09年夏甲子園出場を果たし「ミラクル八千代東」と呼ばれた八千代東(千葉)は、悔しい初戦敗退となった。成東に一時3点リードされたが、6回と7回に連続得点で一時同点に追いついた。ゲームを振り出しに戻したところでたたみかけたかったが、逆に相手に2点を勝ち越されて惜敗となった。学校統合により、現校体制で臨む夏は来年が最後だ。

副主将の鈴木悠斗捕手(3年)が大会前に語っていた「どんな学校にも八千代東らしい戦いを見せたい」は見せられたが、勝負どころでミスが絡んで失点をするなど苦しかった。

17年前に千葉大会を制した。実は春大会は初戦敗退を喫し、ノーシードからだった。しかし勝負どころで次々とミラクルを起こし、決勝含む8試合のうち3試合が延長戦という接戦を制した。甲子園行きを勝ち取った。あの時以来、千葉の県立勢は決勝進出すらできていない。私学勢が台頭し余計に難易度が増す昨今において、いかに当時の活躍が“異例”だったか。千葉の高校野球ファンの記憶に刻まれている。

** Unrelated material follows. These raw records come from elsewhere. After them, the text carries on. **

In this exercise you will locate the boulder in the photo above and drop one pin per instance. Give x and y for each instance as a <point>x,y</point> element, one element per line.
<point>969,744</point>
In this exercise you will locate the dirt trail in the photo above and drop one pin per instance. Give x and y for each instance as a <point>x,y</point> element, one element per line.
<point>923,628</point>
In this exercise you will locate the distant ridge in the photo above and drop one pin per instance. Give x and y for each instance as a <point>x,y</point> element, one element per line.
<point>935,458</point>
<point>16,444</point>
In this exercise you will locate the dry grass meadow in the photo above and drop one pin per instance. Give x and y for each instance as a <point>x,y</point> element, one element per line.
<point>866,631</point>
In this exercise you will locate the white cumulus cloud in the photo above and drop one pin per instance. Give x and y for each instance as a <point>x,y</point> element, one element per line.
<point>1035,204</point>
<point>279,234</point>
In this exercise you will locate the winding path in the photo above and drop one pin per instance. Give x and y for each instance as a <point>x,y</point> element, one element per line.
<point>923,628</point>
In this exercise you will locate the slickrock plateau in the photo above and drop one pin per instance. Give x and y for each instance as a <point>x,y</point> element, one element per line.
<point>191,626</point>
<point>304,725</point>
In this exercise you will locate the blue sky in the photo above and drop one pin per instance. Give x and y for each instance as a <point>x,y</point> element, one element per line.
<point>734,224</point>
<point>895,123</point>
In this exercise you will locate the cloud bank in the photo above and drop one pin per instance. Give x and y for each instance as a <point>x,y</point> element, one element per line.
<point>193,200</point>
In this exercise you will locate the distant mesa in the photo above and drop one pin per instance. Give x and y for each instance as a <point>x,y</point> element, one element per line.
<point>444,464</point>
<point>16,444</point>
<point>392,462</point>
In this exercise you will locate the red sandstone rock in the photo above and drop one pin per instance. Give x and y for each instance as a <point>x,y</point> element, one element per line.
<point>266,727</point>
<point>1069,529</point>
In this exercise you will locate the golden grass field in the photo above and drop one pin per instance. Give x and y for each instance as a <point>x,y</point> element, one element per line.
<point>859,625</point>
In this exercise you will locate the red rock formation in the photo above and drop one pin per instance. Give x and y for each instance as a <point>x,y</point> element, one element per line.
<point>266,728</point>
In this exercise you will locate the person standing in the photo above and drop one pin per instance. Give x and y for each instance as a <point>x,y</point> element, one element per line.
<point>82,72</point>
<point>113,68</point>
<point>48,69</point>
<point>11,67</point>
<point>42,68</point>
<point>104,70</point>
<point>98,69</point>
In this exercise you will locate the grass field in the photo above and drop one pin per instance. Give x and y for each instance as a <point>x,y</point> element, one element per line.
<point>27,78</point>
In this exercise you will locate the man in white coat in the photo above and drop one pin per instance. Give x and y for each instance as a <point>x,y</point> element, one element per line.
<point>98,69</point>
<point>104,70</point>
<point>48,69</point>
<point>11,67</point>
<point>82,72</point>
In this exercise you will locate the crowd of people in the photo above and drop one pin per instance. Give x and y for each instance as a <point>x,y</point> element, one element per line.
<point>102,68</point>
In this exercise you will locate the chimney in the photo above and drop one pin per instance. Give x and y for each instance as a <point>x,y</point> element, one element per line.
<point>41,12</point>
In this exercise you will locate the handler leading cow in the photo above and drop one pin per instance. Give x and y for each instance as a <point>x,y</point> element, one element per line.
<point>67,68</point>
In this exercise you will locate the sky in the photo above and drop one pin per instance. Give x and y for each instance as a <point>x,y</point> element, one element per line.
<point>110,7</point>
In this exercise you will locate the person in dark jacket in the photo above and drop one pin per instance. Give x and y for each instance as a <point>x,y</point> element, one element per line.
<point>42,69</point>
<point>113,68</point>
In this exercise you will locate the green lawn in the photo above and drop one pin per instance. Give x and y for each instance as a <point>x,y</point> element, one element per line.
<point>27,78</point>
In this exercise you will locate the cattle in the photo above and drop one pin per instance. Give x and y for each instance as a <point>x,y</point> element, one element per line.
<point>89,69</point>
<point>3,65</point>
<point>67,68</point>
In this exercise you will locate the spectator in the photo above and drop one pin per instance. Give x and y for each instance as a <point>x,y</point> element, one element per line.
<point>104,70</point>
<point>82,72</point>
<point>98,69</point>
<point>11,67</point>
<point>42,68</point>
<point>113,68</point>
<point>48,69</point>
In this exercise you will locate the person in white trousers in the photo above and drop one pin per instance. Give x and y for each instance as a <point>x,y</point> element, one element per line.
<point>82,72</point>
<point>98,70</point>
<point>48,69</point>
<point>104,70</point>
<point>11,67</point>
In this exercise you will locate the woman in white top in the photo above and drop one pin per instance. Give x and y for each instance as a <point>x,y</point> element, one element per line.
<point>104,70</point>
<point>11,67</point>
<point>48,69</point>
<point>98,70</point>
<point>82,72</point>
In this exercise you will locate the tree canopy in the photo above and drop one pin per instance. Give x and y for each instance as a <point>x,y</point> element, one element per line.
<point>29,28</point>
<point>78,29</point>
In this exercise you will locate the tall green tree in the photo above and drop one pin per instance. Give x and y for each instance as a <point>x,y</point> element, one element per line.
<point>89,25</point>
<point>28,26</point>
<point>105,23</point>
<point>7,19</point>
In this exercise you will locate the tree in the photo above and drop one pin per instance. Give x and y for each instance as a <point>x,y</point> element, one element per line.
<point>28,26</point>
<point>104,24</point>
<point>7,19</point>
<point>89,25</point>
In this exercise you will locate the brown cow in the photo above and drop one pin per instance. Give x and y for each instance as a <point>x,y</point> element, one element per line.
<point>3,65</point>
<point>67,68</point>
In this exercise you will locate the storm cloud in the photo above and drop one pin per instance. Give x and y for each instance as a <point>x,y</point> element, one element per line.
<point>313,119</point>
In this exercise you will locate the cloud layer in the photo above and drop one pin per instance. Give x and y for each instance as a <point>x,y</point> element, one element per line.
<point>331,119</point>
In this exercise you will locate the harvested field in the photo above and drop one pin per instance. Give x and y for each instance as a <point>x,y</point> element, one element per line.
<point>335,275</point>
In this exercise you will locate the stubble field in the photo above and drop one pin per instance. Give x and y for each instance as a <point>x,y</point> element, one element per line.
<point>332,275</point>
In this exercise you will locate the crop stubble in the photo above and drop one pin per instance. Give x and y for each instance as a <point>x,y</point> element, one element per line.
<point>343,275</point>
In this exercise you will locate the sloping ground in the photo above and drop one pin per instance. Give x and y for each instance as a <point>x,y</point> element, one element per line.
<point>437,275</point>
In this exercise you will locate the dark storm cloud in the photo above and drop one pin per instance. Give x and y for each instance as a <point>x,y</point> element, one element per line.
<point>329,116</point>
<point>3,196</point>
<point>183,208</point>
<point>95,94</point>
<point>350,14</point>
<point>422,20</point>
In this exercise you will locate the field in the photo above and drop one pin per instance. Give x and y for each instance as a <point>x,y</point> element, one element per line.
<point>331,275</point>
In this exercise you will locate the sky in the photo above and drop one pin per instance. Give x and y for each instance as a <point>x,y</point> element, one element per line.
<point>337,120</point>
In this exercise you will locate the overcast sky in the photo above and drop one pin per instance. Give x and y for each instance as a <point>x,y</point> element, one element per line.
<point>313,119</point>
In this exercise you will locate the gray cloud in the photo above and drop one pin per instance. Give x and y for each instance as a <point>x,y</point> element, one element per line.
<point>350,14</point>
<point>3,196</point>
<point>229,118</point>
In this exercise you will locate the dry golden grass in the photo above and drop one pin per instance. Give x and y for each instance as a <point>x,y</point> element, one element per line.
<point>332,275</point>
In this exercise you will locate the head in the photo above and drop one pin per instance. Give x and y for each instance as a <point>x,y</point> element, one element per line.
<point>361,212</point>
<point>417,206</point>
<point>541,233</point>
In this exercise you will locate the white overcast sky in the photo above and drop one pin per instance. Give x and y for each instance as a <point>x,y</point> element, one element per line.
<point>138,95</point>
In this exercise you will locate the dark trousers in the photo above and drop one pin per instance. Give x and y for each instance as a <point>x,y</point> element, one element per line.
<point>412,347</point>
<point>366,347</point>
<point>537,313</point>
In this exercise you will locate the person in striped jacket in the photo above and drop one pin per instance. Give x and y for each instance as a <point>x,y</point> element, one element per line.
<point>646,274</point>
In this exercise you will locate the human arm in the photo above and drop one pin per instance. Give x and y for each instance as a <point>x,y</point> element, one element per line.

昨年10月に千葉県教育委員会が策定した「県立高校改革推進プラン・第2次実施プログラム」において、同校と八千代西が28年度に統合することが発表された。統合後は同校校舎を引き続き使用する予定となっているほか、新校名の募集が始まっている。

現体制で臨むラストイヤーがこれから始まる。気になるのは部員数だ。3年生10人が引退を迎えると、1、2年生は7人となる。竹林翔平投手(2年)が「3年生になっても単独でやりたい。野球経験者の友達を誘っていきたい」と話していた中で、秋に向けて部員集めと並行しながら強化を図る。